County of Humboldt
Aerial view of Humboldt Bay
Location in the state of California
California's location in the United States
|Region||California North Coast|
|Incorporated||May 12, 1853|
|Named for||Humboldt Bay, which was named after Alexander von Humboldt|
|o Total||4,052 sq mi (10,490 km2)|
|o Land||3,568 sq mi (9,240 km2)|
|o Water||484 sq mi (1,250 km2)|
|Highest elevation||6,956 ft (2,120 m)|
| o Estimate |
|o Density||33/sq mi (13/km2)|
|Time zone||UTC−8 (Pacific Time Zone)|
|o Summer (DST)||UTC−7 (Pacific Daylight Time)|
|Area codes||707, 530|
Its primary population centers of Eureka, the site of College of the Redwoods main campus, and the smaller college town of Arcata, site of Humboldt State University, are located adjacent to Humboldt Bay, California's second largest natural bay. Area cities and towns are known for hundreds of ornate examples of Victorian architecture.

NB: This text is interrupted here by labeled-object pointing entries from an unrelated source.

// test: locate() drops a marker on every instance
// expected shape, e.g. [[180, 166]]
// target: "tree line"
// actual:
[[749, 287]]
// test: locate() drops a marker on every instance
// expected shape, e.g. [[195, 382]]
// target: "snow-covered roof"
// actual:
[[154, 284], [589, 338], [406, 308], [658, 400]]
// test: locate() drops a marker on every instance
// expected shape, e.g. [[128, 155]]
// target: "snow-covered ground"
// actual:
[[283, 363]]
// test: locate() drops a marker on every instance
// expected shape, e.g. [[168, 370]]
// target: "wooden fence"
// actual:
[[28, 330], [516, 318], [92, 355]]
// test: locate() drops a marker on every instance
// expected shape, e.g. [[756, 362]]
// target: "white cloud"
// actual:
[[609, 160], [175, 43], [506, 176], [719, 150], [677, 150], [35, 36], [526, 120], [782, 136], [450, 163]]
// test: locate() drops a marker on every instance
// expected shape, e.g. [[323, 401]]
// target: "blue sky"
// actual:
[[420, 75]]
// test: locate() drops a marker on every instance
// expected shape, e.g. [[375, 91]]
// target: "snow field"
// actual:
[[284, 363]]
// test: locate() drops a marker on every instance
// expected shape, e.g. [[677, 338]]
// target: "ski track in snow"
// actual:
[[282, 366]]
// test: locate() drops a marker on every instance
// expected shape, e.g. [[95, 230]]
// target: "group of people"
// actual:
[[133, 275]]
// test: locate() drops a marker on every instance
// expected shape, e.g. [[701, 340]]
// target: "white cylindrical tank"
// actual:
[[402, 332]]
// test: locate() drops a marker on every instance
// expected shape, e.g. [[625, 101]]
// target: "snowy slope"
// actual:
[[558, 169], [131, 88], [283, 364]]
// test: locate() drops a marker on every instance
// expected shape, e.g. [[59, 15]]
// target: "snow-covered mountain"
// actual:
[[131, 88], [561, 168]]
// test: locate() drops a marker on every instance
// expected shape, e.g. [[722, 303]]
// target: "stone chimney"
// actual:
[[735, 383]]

Humboldt County is a densely forested mountainous and rural county with about 110 miles of coastline (more than any other county in the state), situated along the Pacific coast in Northern California's rugged Coast (Mountain) Ranges. With nearly 1,500,000 acres (6,100 km2) of combined public and private forest in production, Humboldt County alone produces twenty percent of total volume and thirty percent of the total value of all forest products produced in California. The county contains over forty percent of all remaining old growth Coast Redwood forests, the vast majority of which is protected or strictly conserved within dozens of national, state, and local forests and parks, totaling approximately 680,000 acres (over 1,000 square miles).

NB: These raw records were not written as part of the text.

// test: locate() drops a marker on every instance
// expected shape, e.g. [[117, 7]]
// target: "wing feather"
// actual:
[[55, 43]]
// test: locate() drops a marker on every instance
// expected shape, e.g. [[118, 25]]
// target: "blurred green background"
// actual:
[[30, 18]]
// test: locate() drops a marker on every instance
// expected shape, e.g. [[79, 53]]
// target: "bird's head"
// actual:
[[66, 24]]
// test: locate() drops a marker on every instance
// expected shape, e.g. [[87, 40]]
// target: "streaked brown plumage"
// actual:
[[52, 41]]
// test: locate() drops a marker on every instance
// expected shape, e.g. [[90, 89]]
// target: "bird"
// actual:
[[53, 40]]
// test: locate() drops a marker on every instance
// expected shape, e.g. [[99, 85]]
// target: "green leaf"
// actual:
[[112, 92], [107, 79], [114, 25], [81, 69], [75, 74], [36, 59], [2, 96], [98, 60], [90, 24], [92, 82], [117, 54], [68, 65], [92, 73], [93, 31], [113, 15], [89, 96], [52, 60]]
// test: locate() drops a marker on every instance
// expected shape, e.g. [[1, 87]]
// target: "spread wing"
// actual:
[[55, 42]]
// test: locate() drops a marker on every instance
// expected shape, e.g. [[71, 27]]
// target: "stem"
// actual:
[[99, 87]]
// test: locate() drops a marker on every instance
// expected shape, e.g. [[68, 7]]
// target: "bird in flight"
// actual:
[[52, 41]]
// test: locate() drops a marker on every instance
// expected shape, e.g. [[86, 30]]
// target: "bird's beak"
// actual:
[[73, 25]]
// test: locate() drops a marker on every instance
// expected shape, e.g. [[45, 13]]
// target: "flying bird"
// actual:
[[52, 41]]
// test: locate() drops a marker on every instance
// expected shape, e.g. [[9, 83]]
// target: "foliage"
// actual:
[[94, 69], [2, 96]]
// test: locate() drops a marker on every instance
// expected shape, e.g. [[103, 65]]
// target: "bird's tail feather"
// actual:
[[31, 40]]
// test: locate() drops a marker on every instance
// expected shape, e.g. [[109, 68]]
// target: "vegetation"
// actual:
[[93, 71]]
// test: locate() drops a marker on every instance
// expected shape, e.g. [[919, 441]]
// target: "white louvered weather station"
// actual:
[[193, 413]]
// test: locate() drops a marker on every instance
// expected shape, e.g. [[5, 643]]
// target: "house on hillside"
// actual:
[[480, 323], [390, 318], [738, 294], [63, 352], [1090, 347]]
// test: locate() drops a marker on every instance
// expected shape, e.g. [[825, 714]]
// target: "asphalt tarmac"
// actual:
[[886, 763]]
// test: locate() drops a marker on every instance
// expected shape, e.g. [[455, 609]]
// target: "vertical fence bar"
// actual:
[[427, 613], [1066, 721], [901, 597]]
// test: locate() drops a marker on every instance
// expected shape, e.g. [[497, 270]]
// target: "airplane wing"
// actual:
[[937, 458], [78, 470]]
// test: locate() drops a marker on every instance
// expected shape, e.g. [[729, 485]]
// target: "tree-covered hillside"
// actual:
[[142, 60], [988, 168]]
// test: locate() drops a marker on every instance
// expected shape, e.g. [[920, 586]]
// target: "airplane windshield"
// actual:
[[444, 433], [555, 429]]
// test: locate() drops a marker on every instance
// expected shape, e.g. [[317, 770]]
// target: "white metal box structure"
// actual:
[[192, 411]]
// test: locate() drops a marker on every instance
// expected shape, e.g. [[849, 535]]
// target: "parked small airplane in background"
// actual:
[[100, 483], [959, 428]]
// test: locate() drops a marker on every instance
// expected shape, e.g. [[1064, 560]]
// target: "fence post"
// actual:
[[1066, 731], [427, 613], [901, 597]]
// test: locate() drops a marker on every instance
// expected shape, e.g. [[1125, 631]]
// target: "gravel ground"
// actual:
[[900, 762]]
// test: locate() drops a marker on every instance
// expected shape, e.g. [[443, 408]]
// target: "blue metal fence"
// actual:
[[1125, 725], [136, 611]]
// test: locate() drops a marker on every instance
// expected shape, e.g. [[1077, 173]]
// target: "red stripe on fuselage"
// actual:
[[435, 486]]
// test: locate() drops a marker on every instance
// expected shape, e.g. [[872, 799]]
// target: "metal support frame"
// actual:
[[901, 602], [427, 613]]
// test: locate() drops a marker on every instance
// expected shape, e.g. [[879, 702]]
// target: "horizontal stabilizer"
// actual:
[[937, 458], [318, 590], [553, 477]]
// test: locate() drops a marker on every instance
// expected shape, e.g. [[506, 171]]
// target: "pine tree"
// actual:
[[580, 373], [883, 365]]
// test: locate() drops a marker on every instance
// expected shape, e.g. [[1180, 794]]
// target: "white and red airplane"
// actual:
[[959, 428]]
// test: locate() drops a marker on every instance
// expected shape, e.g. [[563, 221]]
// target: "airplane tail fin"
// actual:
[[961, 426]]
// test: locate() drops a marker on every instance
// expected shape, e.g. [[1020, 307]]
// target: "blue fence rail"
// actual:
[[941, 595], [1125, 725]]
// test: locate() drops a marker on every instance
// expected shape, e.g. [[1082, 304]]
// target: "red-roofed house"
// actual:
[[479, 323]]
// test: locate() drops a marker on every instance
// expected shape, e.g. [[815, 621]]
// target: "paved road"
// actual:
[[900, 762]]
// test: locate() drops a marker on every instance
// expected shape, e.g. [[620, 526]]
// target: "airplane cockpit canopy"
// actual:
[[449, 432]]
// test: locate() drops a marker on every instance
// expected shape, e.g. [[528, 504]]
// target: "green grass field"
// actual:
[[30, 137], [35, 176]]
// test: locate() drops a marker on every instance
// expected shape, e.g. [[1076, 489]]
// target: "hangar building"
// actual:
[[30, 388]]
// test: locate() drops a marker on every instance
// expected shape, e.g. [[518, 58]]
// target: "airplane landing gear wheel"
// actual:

The original inhabitants of the area now known as Humboldt County include the Wiyot, Yurok, Hupa, Karuk, Chilula, Whilkut, and the Eel River Athapaskan peoples, including the Wailaki, Mattole and Nongatl.Andrés de Urdaneta found the coast near Cape Mendocino then followed the coast south to Acapulco in 1565. Spanish traders made unintended visits to California with the Manila Galleons on their return trips from the Philippines beginning in 1565. Humboldt County was formed in 1853 from parts of Trinity County. The first recorded entry by people of European origin was a landing by the Spanish in 1775 in Trinidad.
The first recorded entry of Humboldt Bay by non-natives was an 1806 visit from a sea otter hunting party from Sitka employed by the Russian American Company. The hunting party included Captain Jonathan Winship, an American, and some Aleut hunters. The bay was not visited again by people of European origin until 1849 when Josiah Gregg's party visited. In 1850, Douglas Ottinger and Hans Buhne entered the bay, naming it Humboldt in honor of the great naturalist and world explorer, Alexander von Humboldt, and the name was later applied to the county as a whole.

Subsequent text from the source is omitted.